BARRY: No, I haven’t. It’s hard for me to read Weirdo and a lot of those magazines; it’s always depressing for me to read these guys writing about how they’re so depressed and they can’t get laid. After a while, it really gets on my nerves. There’s something about it that makes me think it’s just this club of really fucked-up dudes [laughs] — Weirdo especially — and after a while, I just didn’t want to read it any more. I was not interested in that viewpoint; it just made me feel bad and made me feel that these were people I didn’t ever want to know.
POWERS: Was that an impression from reading it a few years ago? Maybe you don’t know that Aline Kominsky edits it now.

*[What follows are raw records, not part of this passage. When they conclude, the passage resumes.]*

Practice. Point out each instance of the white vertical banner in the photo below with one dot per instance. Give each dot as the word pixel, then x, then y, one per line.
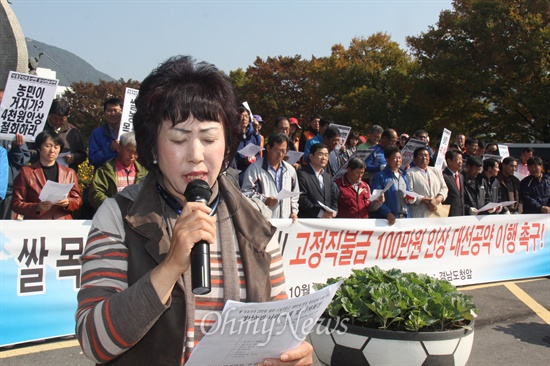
pixel 407 152
pixel 128 110
pixel 25 106
pixel 443 145
pixel 245 104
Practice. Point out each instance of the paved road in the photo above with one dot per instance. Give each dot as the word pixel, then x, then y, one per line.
pixel 513 328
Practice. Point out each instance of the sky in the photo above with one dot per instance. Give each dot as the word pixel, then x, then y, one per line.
pixel 127 39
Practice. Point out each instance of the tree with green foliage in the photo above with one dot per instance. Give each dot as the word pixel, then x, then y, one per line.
pixel 86 101
pixel 484 69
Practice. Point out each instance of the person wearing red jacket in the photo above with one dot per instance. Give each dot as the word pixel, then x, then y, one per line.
pixel 32 178
pixel 355 193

BARRY: I haven’t seen it since she started editing it. Even when I was in the seventh grade, I was irritated by that. Even Robert Crumb, who — you know: everybody loves Robert Crumb — I just got really tired of that lonely, fucked-up, can’t-get-laid, or-if-I-do-get-laid-it’s-going-to-be-in-this-really-awful-way sensibility. One person who doesn’t do that at all is Michael Dougan. He does really cool work. I also think the guy who does Reid Fleming, David Boswell, is fantastic. His writing is really good.

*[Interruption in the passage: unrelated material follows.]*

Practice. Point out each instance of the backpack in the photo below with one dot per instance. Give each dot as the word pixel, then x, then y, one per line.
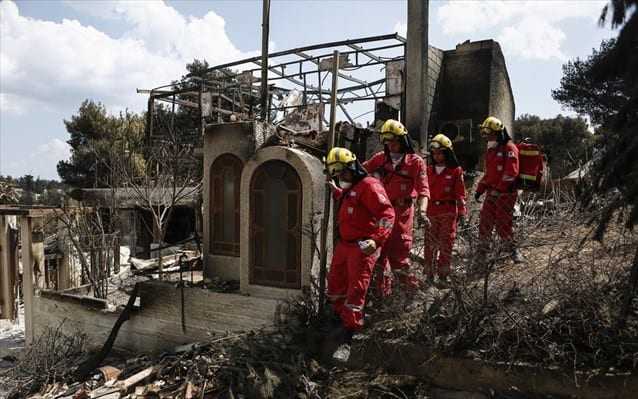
pixel 531 159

There’s a woman in Seattle who does really beautiful work. She doesn’t go by her name [Ashley Raffloeur]; she just goes by the symbol of a triangle with a slash through it, and she does really beautiful work. She’s really underground. She’s personally underground. We’ve written back and forth, but I’ve never met her, and we lived in the same town. She really likes to keep the lowest profile of anyone I know, She did an incredible book that Cornucopia, a magazine distributor in Seattle, was distributing for a while.

There’s some work being published today that I just can’t get my brain around and it makes me feel like a retard. It’s like being at a party and everyone you respect and love is laughing really hard at something or thinking it’s cool, and to me it’s completely Chinese. It makes me feel like I’m dyslexic, or that I can’t focus. That’s true about Charles Burns — except for Big Baby. I think he’s unbelievable, but a lot of his writing completely eludes me. I feel like there’s this mindset out there that I don’t get or that I’m not hip enough to get.

POWERS: Is there anything else in Raw that strikes you as particularly good or bad?

BARRY: I think the stuff in Raw is usually pretty great. I love Gary Panter’s work. But some of the other stuff I don’t get, and I do feel that it’s not the problem of the work — I think it’s fine to have stuff out there that’s all right but that you just don’t get. It’s like not liking curry: you can tell the dishes are really good, and you watch your friends eat them, but you don’t like that particular flavor.